Outros fatores ambientais em estudo são:
•Infecções: rubéola congênita é uma infecção que está comprovadamente associada a um maior risco de diabetes melito tipo 1 na criança. Outras infecções em estudo com resultados controversos são: enterovírus, coxsackie, rotavírus, entre outros
•Vacinação: alguns estudos, ainda de maneira controversa, demonstraram associação de alguns tipos de vacinas com desenvolvimento de diabetes melito tipo 1
•Dieta: fatores como introdução precoce de leite bovino na dieta, menor tempo de aleitamento materno, introdução precoce de cereais e deficiência de vitamina D e de ômega-3 são estudados e podem estar associados a maior risco de diabetes melito tipo 1.
· História natural do diabetes melito tipo 1
A história natural do diabetes melito tipo 1, portanto, é uma combinação de fatores, descritos a seguir:
•Predisposição genética: pacientes com haplótipo de maior risco, como DR3DQ2 ou DR4DQ8, costumam desenvolver a doença em idade mais precoce. Outros haplótipos, ditos “de proteção”, tanto de HLA II quanto de HLA I, influenciam de maneira oposta o surgimento da doença, sendo mais tardio o seu desenvolvimento nestes casos. A presença e a quantidade de títulos de autoanticorpos também atuam como fator preditor para início mais precoce do diabetes melito tipo 1
•Progressão metabólica: a destruição de células beta ocorre de forma progressiva, com perda inicial da primeira fase de secreção da insulina e aumento das glicemias pós-prandiais. Progressivamente, a glicemia do paciente aumenta aos poucos, levando a um quadro de glicemia de jejum alterada ou intolerância à glicose. Neste momento, a dosagem do peptídio C é um marcador importante da reserva pancreática residual. Cerca de alguns meses depois, com a progressão da destruição pancreática, o quadro evolui para diabetes melito tipo 1 franco.
· Apresentação clínica
Geralmente a doença acomete crianças, adolescentes e adultos jovens. O pico da incidência ocorre na puberdade, na maior parte dos casos antes dos 35 anos. Acima desta idade pode-se considerar o diabetes autoimune latente do adulto (LADA) ou diabetes tipo 1 de início tardio, a depender do ritmo de evolução da doença.

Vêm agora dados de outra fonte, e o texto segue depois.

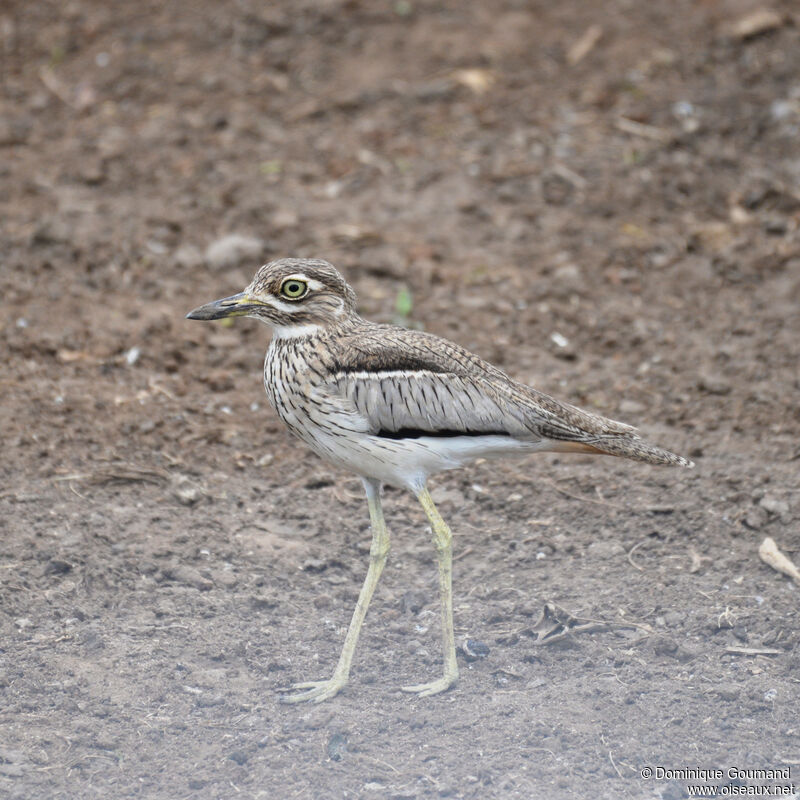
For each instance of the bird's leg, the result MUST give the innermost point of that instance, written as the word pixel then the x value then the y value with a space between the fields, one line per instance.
pixel 378 551
pixel 443 540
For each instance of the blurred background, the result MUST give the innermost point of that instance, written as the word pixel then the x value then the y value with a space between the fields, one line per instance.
pixel 602 198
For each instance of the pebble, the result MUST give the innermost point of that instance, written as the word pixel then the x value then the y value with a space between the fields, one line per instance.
pixel 714 384
pixel 337 746
pixel 182 573
pixel 474 650
pixel 774 505
pixel 232 250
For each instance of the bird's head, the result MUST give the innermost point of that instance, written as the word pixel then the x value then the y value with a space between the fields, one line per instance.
pixel 295 296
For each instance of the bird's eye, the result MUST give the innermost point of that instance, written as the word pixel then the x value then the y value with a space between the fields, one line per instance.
pixel 294 289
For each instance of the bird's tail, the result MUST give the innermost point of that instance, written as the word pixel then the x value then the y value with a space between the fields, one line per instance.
pixel 628 447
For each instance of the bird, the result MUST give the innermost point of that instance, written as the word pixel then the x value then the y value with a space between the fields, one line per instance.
pixel 394 406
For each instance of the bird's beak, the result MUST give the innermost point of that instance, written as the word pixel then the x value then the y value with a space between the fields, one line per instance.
pixel 237 305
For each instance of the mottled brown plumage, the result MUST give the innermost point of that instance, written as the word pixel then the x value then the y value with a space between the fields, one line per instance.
pixel 396 405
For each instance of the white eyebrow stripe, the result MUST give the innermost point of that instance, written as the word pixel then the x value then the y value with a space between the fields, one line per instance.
pixel 289 308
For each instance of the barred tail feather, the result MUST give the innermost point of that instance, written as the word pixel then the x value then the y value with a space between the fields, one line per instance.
pixel 639 450
pixel 625 447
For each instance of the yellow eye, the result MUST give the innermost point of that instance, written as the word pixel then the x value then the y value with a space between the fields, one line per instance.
pixel 294 289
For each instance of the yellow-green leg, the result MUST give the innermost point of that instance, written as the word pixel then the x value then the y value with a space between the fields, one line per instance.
pixel 443 540
pixel 317 691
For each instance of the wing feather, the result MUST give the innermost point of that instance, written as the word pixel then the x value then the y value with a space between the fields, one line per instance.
pixel 397 380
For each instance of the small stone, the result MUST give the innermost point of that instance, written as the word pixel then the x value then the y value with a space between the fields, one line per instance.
pixel 55 566
pixel 473 650
pixel 756 518
pixel 714 384
pixel 232 250
pixel 182 573
pixel 187 256
pixel 185 491
pixel 774 505
pixel 605 548
pixel 337 746
pixel 727 691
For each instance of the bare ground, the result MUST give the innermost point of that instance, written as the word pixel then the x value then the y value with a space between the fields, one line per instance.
pixel 610 214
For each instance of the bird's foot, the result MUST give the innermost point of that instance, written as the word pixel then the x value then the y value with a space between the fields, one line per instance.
pixel 434 687
pixel 316 691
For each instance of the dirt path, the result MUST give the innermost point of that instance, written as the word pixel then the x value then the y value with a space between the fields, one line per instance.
pixel 601 198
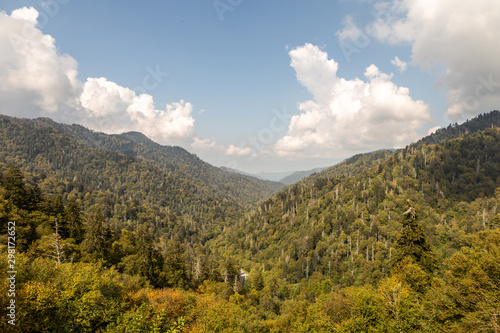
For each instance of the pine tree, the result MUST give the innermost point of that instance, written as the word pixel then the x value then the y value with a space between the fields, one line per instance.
pixel 413 242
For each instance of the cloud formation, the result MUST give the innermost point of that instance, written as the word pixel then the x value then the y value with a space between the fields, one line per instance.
pixel 399 64
pixel 348 115
pixel 461 39
pixel 35 80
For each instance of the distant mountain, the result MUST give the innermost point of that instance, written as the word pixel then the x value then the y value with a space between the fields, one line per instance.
pixel 243 189
pixel 275 176
pixel 299 175
pixel 342 225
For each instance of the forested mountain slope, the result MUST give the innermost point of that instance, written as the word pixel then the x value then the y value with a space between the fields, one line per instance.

O quadro clínico pode ser composto por poliúria, polidipsia, polifagia, perda de peso, borramento visual, hálito cetótico e infecções. Na presença de descompensação aguda ou cetoacidose, podem ainda estar presentes dor abdominal, náuseas, vômitos, desidrataçãoe alteração de nível de consciência.

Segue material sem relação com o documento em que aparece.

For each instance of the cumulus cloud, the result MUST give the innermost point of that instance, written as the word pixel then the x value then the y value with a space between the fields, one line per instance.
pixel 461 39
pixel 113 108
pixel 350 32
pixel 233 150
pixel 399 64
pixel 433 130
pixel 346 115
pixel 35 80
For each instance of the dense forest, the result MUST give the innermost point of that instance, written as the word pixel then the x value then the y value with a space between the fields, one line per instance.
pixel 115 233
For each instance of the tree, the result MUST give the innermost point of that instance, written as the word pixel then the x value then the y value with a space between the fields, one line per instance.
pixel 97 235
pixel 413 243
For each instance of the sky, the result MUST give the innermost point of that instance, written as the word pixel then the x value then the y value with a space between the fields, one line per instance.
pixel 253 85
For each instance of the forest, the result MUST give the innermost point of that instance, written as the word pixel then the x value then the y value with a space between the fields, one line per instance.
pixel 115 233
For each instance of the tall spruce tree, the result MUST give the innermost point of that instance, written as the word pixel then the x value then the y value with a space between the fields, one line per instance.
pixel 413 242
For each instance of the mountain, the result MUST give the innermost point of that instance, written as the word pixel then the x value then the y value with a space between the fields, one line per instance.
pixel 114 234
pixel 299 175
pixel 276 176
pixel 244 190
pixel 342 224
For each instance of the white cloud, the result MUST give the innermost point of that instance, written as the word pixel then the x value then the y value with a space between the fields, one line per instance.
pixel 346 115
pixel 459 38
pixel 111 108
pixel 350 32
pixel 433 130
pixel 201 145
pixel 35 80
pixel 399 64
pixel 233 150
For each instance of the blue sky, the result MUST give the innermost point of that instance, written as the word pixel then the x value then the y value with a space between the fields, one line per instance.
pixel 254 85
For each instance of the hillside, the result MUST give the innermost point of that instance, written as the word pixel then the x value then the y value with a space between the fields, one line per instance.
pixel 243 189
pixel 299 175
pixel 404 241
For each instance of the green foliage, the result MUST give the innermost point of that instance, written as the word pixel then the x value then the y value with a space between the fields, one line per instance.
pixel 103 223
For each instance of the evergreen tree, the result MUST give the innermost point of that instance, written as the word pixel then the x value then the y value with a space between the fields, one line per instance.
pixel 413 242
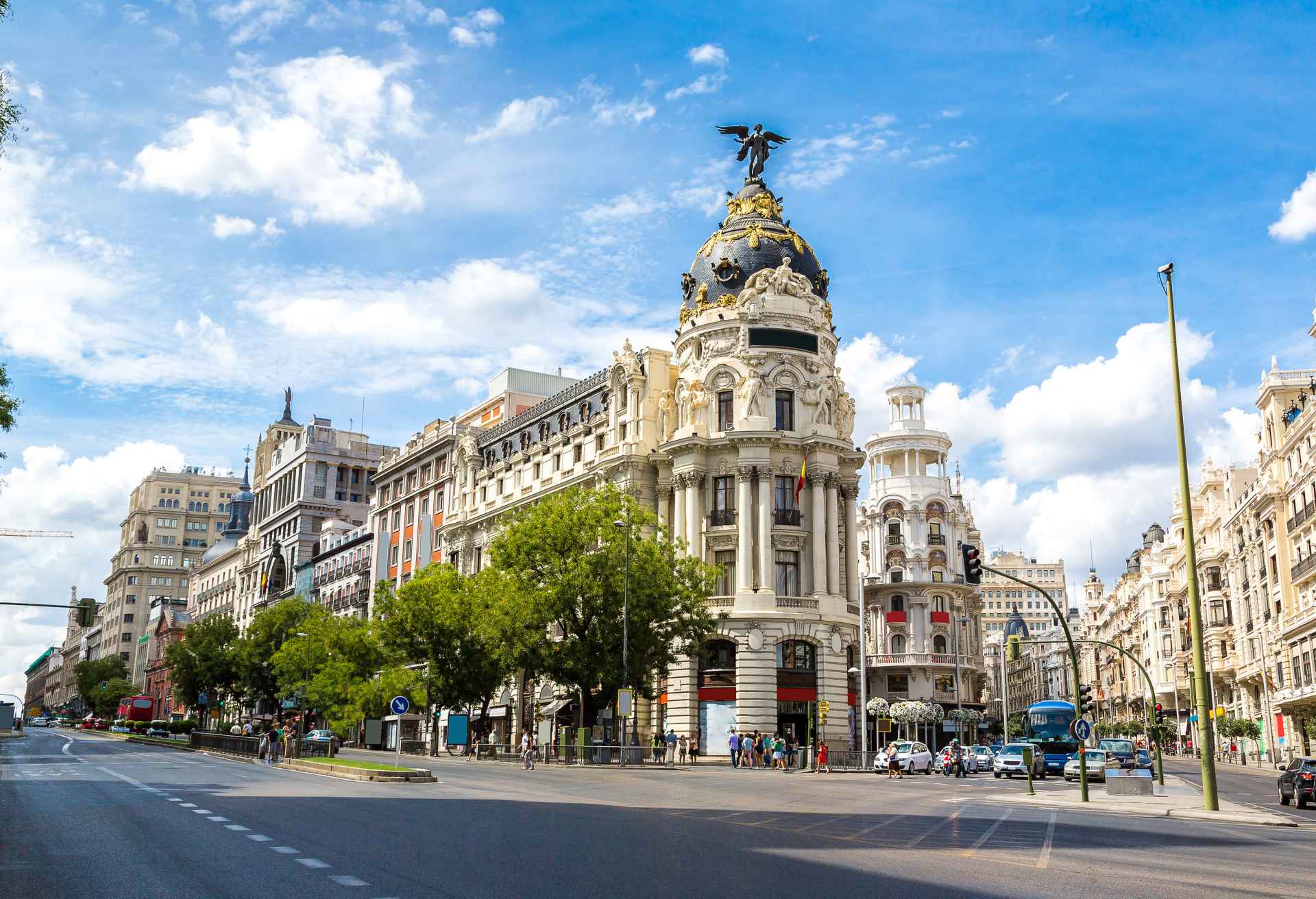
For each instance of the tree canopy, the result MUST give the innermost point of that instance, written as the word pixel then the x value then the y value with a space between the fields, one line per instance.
pixel 566 560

· Principais alterações em exames laboratoriais
- Glicemia de jejum elevada
- Frutosamina e hemoglobina glicada aumentadas
- Elevação de triglicerídios, redução do colesterol das lipoproteínas de alta densidade (HDL-c) e baixa densidade (LDL-c) em níveis normais ou elevados (com moléculas pequenas e densas) – sendo esta a característica típica da dislipidemia diabética (ver o Capítulo 100)

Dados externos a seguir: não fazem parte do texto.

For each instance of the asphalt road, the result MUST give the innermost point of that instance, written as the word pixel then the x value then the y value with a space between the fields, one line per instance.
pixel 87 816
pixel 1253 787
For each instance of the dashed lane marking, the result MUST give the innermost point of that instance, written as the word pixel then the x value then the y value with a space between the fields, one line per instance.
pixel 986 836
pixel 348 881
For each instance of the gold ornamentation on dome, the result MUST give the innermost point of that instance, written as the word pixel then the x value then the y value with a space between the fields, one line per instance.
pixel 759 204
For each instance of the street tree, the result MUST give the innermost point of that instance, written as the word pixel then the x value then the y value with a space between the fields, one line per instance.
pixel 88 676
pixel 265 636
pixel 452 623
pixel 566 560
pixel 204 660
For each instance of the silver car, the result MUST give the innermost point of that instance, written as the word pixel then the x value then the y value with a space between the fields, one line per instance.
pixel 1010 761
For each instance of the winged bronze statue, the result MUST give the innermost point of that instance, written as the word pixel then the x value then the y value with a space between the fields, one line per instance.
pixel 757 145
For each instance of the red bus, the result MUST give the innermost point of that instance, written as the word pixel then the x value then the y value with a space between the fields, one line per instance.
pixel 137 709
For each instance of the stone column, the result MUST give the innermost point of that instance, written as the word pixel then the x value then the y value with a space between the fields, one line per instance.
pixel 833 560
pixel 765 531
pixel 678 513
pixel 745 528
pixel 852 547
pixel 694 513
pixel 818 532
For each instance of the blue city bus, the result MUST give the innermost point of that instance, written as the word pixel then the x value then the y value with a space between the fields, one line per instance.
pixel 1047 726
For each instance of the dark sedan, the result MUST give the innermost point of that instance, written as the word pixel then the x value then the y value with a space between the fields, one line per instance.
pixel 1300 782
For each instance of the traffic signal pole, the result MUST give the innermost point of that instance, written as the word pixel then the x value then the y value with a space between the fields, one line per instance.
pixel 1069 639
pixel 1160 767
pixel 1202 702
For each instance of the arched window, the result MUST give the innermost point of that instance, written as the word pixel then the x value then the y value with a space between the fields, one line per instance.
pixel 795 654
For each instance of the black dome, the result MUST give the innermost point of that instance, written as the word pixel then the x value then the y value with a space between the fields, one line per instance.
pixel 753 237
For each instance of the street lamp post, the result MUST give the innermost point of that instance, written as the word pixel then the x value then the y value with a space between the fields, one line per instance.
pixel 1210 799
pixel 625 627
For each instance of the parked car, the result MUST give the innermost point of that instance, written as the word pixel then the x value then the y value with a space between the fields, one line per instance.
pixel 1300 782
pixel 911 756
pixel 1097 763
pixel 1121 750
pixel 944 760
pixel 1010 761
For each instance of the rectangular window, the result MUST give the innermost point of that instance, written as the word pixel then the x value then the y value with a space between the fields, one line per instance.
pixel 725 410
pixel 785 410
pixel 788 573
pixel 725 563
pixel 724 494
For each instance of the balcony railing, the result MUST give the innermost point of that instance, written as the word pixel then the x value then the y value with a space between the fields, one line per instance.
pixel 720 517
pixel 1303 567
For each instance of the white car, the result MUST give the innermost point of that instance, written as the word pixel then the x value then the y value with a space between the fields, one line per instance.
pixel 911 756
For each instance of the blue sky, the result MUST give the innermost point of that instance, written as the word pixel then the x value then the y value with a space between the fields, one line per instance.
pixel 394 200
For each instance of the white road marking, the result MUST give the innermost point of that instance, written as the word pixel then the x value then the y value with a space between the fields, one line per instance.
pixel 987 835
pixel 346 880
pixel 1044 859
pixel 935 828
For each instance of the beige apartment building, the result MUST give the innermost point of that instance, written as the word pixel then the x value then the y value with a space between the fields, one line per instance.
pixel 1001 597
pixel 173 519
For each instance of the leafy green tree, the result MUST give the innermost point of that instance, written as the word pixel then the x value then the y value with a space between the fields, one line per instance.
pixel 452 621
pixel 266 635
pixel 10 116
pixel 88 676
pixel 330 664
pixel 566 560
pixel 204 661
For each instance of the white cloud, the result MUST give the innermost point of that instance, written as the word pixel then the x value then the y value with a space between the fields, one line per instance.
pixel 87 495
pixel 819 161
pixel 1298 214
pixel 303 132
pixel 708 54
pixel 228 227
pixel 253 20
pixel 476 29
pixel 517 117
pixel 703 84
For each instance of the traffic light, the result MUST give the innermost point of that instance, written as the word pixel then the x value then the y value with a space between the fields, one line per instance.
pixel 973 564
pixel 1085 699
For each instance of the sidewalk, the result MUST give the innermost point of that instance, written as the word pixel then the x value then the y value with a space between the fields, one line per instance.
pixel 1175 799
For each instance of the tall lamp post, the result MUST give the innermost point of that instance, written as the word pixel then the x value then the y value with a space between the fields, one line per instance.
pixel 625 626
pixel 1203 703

- Em caso de cetoacidose diabética: hiperpotassemia, hiponatremia, acidose metabólica, insuficiência renal aguda de origem pré-renal (desidratação), conforme melhor explicado no Capítulo 119
- Sempre rastrear nos pacientes com diagnóstico de diabetes melito tipo 1:
 *Anticorpo antitireoperoxidase, anticorpo antitireoglobulina e função tireoidiana, pelo risco aumentado de tireoidopatia autoimune
*Hemograma, pelo risco aumentado para anemia perniciosa
*Anticorpo antiendomísio, anticorpo antitransglutaminase e imunoglobulina A (rastreio para doença celíaca)
*Cortisol sérico às 8 h da manhã: se houver sintomas sugestivos de insuficiência adrenal.